Ukrainian Canadian Congress – Manitoba Provincial Council Statement on the Anniversary of the Deportation by Joseph Stalin of the Crimean Tatars
On May 18, 2017 the world marks the 73rd anniversary of the 1944 deportation of the entire Crimean Tatar – the indigenous people of the Crimean Peninsula – population from their homeland to far-flung regions of the Soviet Union. This criminal act of ethnic cleansing was initiated on the orders of Soviet leader Joseph Stalin as punishment for their alleged collaboration with the Germans during the Second World War. Of the 230,000 Tatars subjected to this crime, some 100,000 perished as a result.
Despite the injustice of the charges leveled against them as a group, and the horrific suffering they had to endure in exile, the Crimean Tatars were only allowed to return to their ancestral homeland in the late 1980s. Upon Ukraine gaining independence in 1991, the Crimean Tatars achieved a level of cultural and ethnic equality they had not experienced under Soviet rule.
With the illegal annexation of Crimea by the Russian Federation in 2014, the fate of the Crimean Tatars has once again become tenuous. Persecution based on ethnic, social and religious grounds has become common, with Tatar language media outlets being banned and local self-government institutions curtailed. Thousands of Crimean Tatars have fled to safe haven in Ukraine. Many leading members of the Crimean Tatar community have been subjected to harassment and even imprisonment.

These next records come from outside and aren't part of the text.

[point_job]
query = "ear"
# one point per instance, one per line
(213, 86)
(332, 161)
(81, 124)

An extremely disturbing development, according to Amnesty International, is that the Crimean Tartar’s principle representative organisation, the Mejlis, has been banned arbitrarily by the Russian occupational government as an “extremist organisation” and any association with it has been criminalized.
On November 12, 2015, the parliament of Ukraine adopted a resolution recognizing the deportation of the Crimean Tatars as genocide and declared 18 May as a Day of Remembrance for the victims of the Crimean Tatar genocide.
The Ukrainian Canadian Congress – Manitoba Provincial Council (UCC-MPC) urges all Canadians to remember at this time the injustices suffered by the Crimean Tatars during their deportation and exile. Additionally, we call upon the Canadian Government to maintain sanctions against the Russian Federation until such time that the Russians end their illegal occupation of Crimea. The UCC-MPC also demands that the Russian authorities respect the ethnic and community rights of the Tatar population of Crimea and that they immediately cease the policy of discrimination and repression of the indigenous population of this occupied Ukrainian region.